Jack felt like screaming too as the air pressure plummeted, driving spikes of pain through his eardrums. He lost the other nails as he shouted and worked his jaw to relieve the pressure. Nothing was working. Just when he thought his ears were going to burst, the high, pint-sized cellar windows shattered, hurling bright daggers through the air and into the sucking maw in the floor.

Jack realized he'd be stew meat now if one of those windows had been behind him. But at least the air howling through the small openings relieved the negative pressure and the pain in his ears.

The card table and folding chairs fell away from the wall and slid into the hole. Now the desk was moving again, and this time it didn't stop. It skated across the concrete, straight for the hole, and over the edge. But it didn't go down. It hung up in the opening, canted at an angle with the lip of its top caught on the rim.

"Bit off more that you can chew?" Jack said.

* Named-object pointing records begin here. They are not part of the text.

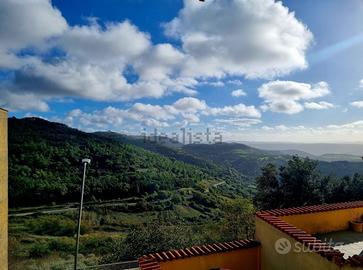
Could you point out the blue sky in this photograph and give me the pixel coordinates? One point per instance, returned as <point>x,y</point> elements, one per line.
<point>254,70</point>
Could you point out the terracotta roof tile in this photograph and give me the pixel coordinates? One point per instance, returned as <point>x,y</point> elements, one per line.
<point>195,251</point>
<point>273,217</point>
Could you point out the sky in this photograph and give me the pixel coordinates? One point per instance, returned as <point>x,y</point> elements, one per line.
<point>251,70</point>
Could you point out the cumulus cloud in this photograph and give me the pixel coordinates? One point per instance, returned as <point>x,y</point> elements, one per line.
<point>234,110</point>
<point>238,93</point>
<point>240,122</point>
<point>330,133</point>
<point>259,38</point>
<point>185,110</point>
<point>357,104</point>
<point>21,102</point>
<point>24,24</point>
<point>284,96</point>
<point>116,61</point>
<point>321,105</point>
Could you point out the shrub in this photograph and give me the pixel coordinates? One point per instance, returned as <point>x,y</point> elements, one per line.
<point>39,249</point>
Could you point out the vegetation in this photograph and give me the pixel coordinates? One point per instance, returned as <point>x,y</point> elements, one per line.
<point>142,197</point>
<point>300,183</point>
<point>44,166</point>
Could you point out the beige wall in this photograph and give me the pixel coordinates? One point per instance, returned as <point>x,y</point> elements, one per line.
<point>293,260</point>
<point>3,190</point>
<point>243,259</point>
<point>323,222</point>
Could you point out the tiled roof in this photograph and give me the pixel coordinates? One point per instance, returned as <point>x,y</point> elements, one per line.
<point>151,261</point>
<point>314,208</point>
<point>325,250</point>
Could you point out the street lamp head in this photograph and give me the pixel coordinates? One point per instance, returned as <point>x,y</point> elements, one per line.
<point>86,160</point>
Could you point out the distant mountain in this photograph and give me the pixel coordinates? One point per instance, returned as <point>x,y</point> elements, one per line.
<point>45,166</point>
<point>316,149</point>
<point>241,159</point>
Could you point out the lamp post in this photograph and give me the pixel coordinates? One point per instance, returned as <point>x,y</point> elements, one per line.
<point>85,161</point>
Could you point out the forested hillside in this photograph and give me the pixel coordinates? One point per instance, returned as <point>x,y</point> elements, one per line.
<point>45,166</point>
<point>237,160</point>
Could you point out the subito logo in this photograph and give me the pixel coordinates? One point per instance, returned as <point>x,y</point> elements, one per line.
<point>282,246</point>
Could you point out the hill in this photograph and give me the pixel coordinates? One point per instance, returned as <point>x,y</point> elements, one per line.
<point>243,161</point>
<point>44,166</point>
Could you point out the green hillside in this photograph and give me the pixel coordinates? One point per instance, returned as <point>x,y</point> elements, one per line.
<point>44,166</point>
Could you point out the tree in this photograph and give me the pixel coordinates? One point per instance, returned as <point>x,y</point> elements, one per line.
<point>268,189</point>
<point>300,182</point>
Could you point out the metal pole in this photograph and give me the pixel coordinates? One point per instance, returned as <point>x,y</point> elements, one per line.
<point>85,162</point>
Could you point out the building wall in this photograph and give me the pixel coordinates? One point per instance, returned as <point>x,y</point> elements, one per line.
<point>323,222</point>
<point>3,190</point>
<point>243,259</point>
<point>296,259</point>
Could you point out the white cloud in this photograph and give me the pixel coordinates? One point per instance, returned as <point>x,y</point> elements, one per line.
<point>357,104</point>
<point>21,102</point>
<point>189,104</point>
<point>24,24</point>
<point>238,93</point>
<point>240,110</point>
<point>284,96</point>
<point>240,122</point>
<point>185,110</point>
<point>333,133</point>
<point>259,38</point>
<point>321,105</point>
<point>92,44</point>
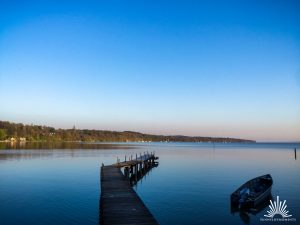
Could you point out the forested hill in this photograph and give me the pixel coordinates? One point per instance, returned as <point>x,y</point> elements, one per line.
<point>20,132</point>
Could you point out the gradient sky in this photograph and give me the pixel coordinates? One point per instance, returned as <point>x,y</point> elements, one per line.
<point>203,68</point>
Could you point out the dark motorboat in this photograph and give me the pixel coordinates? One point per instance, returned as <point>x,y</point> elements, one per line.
<point>253,193</point>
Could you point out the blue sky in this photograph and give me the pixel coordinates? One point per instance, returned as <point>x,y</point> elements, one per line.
<point>203,68</point>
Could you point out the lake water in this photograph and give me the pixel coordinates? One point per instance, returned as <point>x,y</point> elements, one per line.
<point>43,184</point>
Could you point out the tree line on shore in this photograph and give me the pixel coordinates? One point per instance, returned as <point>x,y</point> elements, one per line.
<point>20,132</point>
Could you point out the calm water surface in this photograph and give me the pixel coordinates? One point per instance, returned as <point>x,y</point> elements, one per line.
<point>191,185</point>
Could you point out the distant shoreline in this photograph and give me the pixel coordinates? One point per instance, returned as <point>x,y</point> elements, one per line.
<point>12,132</point>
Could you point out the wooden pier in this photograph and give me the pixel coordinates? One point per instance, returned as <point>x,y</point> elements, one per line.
<point>119,203</point>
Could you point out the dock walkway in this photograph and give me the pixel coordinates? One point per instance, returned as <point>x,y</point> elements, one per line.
<point>119,203</point>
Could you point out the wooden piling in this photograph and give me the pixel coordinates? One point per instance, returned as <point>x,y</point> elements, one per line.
<point>119,203</point>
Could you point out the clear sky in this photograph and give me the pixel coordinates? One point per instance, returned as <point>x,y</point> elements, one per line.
<point>203,68</point>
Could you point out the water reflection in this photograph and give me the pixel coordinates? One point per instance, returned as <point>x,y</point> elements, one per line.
<point>133,177</point>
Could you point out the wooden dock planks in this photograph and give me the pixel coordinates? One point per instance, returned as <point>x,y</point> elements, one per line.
<point>120,204</point>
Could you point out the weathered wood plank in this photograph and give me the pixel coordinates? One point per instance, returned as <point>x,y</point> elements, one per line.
<point>119,203</point>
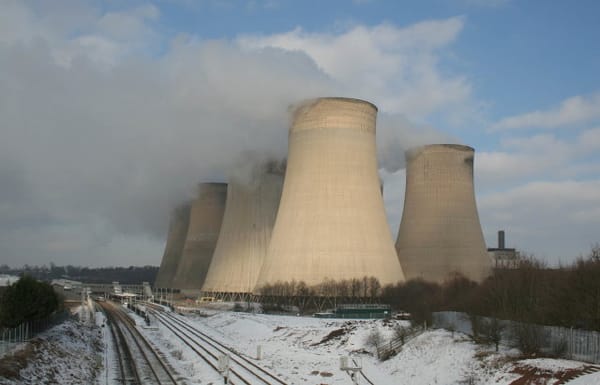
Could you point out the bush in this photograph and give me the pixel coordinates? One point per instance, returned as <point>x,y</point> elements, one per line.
<point>27,300</point>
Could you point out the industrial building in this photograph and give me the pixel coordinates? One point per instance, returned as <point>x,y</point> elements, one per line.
<point>252,203</point>
<point>178,228</point>
<point>331,222</point>
<point>503,257</point>
<point>206,215</point>
<point>440,233</point>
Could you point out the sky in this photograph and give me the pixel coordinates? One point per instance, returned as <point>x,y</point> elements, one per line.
<point>112,111</point>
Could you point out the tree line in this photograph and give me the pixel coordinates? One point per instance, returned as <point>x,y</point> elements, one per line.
<point>27,300</point>
<point>531,292</point>
<point>125,275</point>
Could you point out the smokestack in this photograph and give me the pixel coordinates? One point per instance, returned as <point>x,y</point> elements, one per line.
<point>501,239</point>
<point>246,231</point>
<point>440,233</point>
<point>205,223</point>
<point>178,227</point>
<point>331,222</point>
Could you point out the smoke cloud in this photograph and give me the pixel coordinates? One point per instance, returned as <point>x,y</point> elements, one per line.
<point>100,141</point>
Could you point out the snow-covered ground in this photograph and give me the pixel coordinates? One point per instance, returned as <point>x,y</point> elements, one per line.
<point>69,353</point>
<point>302,350</point>
<point>307,350</point>
<point>6,280</point>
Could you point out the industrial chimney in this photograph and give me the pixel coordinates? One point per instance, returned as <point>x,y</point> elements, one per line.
<point>246,231</point>
<point>178,226</point>
<point>205,223</point>
<point>440,233</point>
<point>331,222</point>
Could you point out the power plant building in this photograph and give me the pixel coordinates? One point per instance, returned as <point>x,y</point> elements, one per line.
<point>440,233</point>
<point>331,222</point>
<point>246,231</point>
<point>206,216</point>
<point>178,227</point>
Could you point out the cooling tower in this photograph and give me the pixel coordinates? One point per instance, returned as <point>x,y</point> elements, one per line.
<point>205,223</point>
<point>440,233</point>
<point>246,231</point>
<point>331,222</point>
<point>178,226</point>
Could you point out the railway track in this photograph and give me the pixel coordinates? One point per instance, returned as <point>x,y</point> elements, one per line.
<point>138,361</point>
<point>241,369</point>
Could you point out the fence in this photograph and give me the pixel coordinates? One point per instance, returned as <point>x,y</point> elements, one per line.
<point>562,342</point>
<point>26,330</point>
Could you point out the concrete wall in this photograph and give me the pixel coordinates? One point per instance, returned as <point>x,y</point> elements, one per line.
<point>246,231</point>
<point>331,221</point>
<point>440,231</point>
<point>178,228</point>
<point>205,223</point>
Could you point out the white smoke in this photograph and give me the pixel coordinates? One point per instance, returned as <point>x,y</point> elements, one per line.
<point>100,141</point>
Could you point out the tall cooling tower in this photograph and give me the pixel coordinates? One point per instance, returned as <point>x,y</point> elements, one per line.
<point>205,223</point>
<point>331,221</point>
<point>440,233</point>
<point>246,231</point>
<point>178,226</point>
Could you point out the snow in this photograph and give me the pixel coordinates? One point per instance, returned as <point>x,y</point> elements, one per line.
<point>301,350</point>
<point>6,280</point>
<point>589,379</point>
<point>69,353</point>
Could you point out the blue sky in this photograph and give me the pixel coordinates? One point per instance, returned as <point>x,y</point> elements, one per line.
<point>112,111</point>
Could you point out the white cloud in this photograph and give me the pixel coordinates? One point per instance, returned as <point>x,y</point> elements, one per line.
<point>574,110</point>
<point>397,68</point>
<point>555,220</point>
<point>540,156</point>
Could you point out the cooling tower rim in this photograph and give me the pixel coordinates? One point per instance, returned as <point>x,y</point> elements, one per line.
<point>415,151</point>
<point>296,106</point>
<point>211,186</point>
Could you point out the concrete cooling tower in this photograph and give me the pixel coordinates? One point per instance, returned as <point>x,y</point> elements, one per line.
<point>440,233</point>
<point>249,217</point>
<point>178,227</point>
<point>205,223</point>
<point>331,222</point>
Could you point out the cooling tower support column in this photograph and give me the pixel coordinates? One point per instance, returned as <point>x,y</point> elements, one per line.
<point>178,228</point>
<point>331,222</point>
<point>440,233</point>
<point>205,223</point>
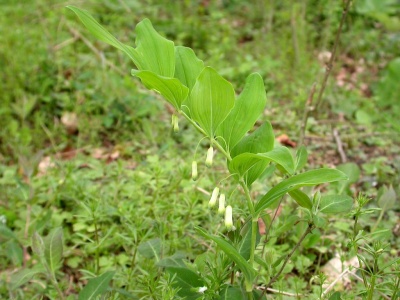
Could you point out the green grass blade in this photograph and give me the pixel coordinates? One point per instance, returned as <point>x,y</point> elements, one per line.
<point>334,204</point>
<point>53,250</point>
<point>102,34</point>
<point>96,286</point>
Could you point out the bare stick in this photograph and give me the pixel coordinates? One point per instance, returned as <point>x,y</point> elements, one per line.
<point>308,107</point>
<point>278,292</point>
<point>329,66</point>
<point>309,103</point>
<point>339,144</point>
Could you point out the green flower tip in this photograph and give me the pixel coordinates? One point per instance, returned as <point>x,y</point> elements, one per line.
<point>214,197</point>
<point>194,170</point>
<point>228,218</point>
<point>210,154</point>
<point>221,208</point>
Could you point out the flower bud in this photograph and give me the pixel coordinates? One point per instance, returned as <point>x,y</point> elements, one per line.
<point>175,123</point>
<point>194,170</point>
<point>221,208</point>
<point>214,197</point>
<point>228,218</point>
<point>210,154</point>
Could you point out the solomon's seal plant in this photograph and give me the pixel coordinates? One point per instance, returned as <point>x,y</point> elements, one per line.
<point>208,102</point>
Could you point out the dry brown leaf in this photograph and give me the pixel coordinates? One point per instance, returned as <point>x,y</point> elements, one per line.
<point>286,141</point>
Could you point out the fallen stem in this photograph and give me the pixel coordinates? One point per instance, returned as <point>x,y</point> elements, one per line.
<point>329,66</point>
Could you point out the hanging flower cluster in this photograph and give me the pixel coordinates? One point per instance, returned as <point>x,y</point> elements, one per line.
<point>222,210</point>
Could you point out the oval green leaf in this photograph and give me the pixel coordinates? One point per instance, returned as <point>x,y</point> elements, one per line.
<point>310,178</point>
<point>248,107</point>
<point>232,253</point>
<point>170,88</point>
<point>210,100</point>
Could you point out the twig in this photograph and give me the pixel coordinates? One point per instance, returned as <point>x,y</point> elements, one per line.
<point>339,144</point>
<point>308,107</point>
<point>261,288</point>
<point>329,66</point>
<point>309,103</point>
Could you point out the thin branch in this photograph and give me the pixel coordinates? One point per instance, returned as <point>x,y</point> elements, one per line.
<point>261,288</point>
<point>329,66</point>
<point>308,107</point>
<point>339,145</point>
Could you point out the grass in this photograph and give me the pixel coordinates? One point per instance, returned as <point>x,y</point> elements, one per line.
<point>120,182</point>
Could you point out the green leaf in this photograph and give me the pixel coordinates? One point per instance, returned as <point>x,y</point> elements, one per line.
<point>175,260</point>
<point>232,293</point>
<point>245,161</point>
<point>259,141</point>
<point>187,281</point>
<point>23,276</point>
<point>103,35</point>
<point>387,199</point>
<point>38,245</point>
<point>301,198</point>
<point>232,253</point>
<point>210,100</point>
<point>187,66</point>
<point>6,233</point>
<point>153,52</point>
<point>157,53</point>
<point>281,156</point>
<point>335,296</point>
<point>248,107</point>
<point>14,252</point>
<point>310,178</point>
<point>151,248</point>
<point>54,249</point>
<point>170,88</point>
<point>333,204</point>
<point>96,286</point>
<point>301,158</point>
<point>245,243</point>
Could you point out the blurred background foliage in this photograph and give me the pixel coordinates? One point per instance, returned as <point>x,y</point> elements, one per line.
<point>65,95</point>
<point>51,66</point>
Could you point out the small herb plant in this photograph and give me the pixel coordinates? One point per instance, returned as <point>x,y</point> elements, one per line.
<point>208,102</point>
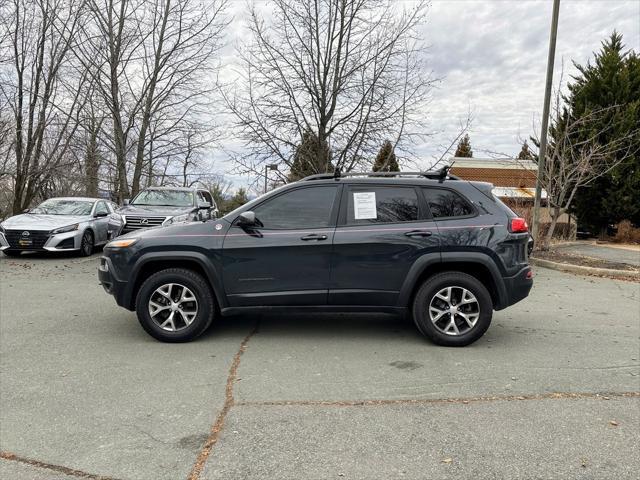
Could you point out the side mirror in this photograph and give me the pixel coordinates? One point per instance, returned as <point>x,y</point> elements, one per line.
<point>246,219</point>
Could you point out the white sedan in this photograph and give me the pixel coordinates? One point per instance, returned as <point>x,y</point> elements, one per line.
<point>59,225</point>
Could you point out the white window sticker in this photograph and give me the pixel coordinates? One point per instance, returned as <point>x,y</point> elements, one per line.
<point>364,205</point>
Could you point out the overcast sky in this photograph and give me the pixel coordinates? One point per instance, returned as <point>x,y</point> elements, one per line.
<point>491,57</point>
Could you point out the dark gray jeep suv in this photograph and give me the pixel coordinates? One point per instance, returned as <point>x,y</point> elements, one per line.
<point>443,250</point>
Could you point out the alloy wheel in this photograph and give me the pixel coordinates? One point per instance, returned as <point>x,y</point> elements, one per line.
<point>173,307</point>
<point>454,310</point>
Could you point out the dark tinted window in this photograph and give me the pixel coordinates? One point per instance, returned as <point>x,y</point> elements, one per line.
<point>446,203</point>
<point>382,205</point>
<point>102,208</point>
<point>301,208</point>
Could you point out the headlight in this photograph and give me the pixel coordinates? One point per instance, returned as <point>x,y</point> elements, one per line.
<point>123,243</point>
<point>70,228</point>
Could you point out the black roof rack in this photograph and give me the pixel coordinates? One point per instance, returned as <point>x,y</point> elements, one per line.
<point>441,175</point>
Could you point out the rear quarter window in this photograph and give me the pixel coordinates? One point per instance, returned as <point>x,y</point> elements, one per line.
<point>445,203</point>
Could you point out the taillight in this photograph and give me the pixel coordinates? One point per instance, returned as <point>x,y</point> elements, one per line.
<point>518,225</point>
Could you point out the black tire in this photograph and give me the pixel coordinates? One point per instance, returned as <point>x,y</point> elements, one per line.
<point>206,305</point>
<point>87,244</point>
<point>427,292</point>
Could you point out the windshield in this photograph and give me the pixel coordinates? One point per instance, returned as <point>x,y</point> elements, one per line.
<point>64,207</point>
<point>169,198</point>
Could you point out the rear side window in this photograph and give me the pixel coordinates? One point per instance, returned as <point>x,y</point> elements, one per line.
<point>367,205</point>
<point>446,203</point>
<point>301,208</point>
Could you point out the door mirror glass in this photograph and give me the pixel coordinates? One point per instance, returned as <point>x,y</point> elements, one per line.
<point>246,219</point>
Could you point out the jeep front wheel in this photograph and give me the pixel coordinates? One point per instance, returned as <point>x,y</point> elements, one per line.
<point>175,305</point>
<point>452,309</point>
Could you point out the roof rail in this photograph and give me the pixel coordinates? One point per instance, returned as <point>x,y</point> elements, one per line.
<point>441,175</point>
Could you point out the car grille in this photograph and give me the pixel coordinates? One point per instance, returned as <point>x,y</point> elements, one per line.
<point>37,238</point>
<point>136,222</point>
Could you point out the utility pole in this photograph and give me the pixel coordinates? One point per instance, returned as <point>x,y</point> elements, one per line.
<point>545,120</point>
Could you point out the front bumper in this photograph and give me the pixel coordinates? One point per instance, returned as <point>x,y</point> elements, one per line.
<point>112,284</point>
<point>41,241</point>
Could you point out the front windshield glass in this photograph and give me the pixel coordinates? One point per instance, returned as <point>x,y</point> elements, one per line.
<point>64,207</point>
<point>169,198</point>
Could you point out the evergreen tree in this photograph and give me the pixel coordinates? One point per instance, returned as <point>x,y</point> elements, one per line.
<point>386,160</point>
<point>525,152</point>
<point>611,81</point>
<point>464,147</point>
<point>311,156</point>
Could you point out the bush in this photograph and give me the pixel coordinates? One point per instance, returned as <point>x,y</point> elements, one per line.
<point>626,233</point>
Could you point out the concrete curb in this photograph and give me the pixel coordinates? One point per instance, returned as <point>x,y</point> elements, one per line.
<point>582,270</point>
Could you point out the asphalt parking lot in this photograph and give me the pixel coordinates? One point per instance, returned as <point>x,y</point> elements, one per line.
<point>551,391</point>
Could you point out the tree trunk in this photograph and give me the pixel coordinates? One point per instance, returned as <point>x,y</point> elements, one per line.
<point>92,163</point>
<point>555,215</point>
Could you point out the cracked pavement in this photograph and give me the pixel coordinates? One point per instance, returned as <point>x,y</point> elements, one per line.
<point>551,391</point>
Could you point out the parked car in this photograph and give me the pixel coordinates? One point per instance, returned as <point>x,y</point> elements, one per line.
<point>443,250</point>
<point>158,206</point>
<point>59,225</point>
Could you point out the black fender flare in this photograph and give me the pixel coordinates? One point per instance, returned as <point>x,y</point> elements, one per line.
<point>200,258</point>
<point>451,258</point>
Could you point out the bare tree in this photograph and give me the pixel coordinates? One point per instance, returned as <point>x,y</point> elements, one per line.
<point>348,71</point>
<point>178,69</point>
<point>575,158</point>
<point>37,85</point>
<point>152,61</point>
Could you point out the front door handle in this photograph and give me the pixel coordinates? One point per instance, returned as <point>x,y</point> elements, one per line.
<point>313,236</point>
<point>418,233</point>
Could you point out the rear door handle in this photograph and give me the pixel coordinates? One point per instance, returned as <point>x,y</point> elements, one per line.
<point>313,236</point>
<point>418,233</point>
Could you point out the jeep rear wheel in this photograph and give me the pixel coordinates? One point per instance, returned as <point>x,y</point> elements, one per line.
<point>452,309</point>
<point>175,305</point>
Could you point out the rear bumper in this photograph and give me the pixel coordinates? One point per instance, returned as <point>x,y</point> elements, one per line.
<point>517,287</point>
<point>112,284</point>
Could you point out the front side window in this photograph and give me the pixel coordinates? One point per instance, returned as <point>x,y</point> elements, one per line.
<point>446,203</point>
<point>206,196</point>
<point>169,198</point>
<point>368,205</point>
<point>102,208</point>
<point>302,208</point>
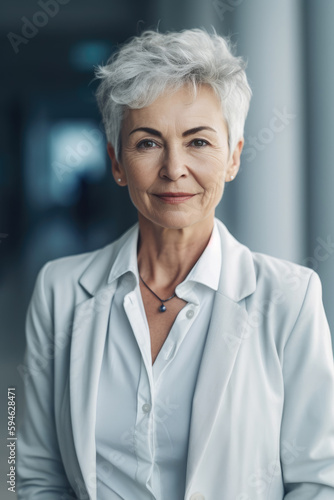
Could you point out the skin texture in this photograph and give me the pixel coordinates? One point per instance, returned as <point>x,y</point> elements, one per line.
<point>172,157</point>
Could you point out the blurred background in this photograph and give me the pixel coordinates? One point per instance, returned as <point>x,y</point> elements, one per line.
<point>57,195</point>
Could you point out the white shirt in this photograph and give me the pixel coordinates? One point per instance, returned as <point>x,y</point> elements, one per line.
<point>144,411</point>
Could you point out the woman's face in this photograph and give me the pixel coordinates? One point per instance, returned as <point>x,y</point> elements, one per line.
<point>175,158</point>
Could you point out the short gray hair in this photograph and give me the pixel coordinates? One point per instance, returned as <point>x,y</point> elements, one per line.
<point>152,63</point>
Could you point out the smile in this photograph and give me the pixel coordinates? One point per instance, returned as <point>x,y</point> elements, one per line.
<point>174,198</point>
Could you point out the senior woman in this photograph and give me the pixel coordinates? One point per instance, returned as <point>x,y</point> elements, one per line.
<point>175,363</point>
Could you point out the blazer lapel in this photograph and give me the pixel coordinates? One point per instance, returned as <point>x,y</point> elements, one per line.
<point>87,345</point>
<point>229,323</point>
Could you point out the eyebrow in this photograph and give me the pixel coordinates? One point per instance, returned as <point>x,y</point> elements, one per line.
<point>191,131</point>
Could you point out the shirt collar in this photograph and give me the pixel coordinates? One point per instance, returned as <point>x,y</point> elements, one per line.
<point>207,268</point>
<point>205,271</point>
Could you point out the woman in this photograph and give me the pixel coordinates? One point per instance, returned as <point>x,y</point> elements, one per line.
<point>175,363</point>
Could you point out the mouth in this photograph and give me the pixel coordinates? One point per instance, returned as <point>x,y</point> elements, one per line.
<point>174,198</point>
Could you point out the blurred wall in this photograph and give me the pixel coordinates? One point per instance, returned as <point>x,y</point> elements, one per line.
<point>57,196</point>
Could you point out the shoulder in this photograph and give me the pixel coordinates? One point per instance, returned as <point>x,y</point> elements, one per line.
<point>91,269</point>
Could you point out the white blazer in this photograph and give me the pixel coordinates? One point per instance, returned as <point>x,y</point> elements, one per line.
<point>262,425</point>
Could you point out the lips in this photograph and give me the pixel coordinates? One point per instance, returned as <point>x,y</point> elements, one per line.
<point>174,198</point>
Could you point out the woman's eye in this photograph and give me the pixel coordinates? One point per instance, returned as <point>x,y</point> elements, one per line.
<point>146,144</point>
<point>199,143</point>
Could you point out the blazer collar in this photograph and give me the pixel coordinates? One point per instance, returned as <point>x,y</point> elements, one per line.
<point>237,277</point>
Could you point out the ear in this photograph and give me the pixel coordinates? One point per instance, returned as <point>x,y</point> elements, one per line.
<point>234,162</point>
<point>116,166</point>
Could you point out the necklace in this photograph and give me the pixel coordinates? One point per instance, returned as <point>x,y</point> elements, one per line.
<point>162,308</point>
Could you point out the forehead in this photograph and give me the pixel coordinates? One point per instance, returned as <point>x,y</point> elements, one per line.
<point>178,108</point>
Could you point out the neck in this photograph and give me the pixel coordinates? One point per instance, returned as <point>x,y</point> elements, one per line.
<point>165,256</point>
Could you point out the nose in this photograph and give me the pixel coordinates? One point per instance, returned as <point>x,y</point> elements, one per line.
<point>174,164</point>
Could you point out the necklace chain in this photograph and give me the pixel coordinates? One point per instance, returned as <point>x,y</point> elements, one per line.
<point>162,308</point>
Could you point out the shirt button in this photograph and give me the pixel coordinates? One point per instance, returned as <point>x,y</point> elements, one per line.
<point>146,408</point>
<point>190,314</point>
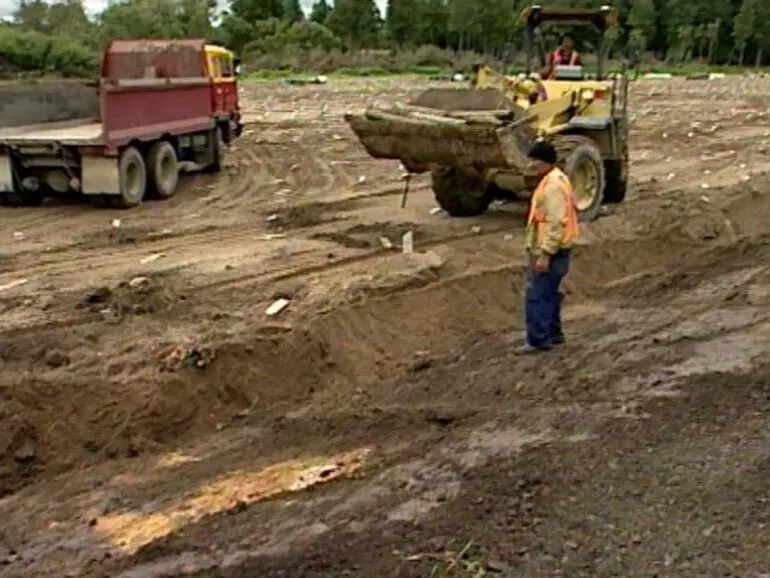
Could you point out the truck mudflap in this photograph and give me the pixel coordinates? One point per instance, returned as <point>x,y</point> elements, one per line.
<point>425,138</point>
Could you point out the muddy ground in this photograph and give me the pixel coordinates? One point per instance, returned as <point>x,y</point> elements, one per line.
<point>156,422</point>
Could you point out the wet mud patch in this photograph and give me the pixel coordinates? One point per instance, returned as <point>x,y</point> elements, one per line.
<point>679,491</point>
<point>139,296</point>
<point>376,236</point>
<point>119,234</point>
<point>302,217</point>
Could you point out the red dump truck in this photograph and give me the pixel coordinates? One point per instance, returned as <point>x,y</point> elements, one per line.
<point>160,105</point>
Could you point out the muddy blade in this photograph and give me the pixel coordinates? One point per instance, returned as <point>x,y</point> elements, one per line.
<point>421,145</point>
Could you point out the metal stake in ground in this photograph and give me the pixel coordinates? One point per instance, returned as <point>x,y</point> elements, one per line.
<point>407,178</point>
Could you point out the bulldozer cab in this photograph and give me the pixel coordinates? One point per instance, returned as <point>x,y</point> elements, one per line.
<point>535,17</point>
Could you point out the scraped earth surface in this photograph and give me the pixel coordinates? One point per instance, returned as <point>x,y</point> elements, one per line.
<point>157,422</point>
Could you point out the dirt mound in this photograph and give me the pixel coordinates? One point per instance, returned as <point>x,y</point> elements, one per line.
<point>33,103</point>
<point>202,381</point>
<point>463,99</point>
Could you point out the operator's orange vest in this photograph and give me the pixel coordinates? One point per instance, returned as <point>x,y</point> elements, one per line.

Maybe there was some hope yet.

The sucking air shrieked around the desk, bucking it back and forth until the top groaned and popped loose. It angled up and snapped in half with a bang as it and the rest of the desk tumbled from view.

And oh Christ, the hole was definitely bigger now. The more it swallowed, the bigger it seemed to grow. The tread that had been on the edge was out of sight now. Only four more treads remained between Jack and the sucking maw.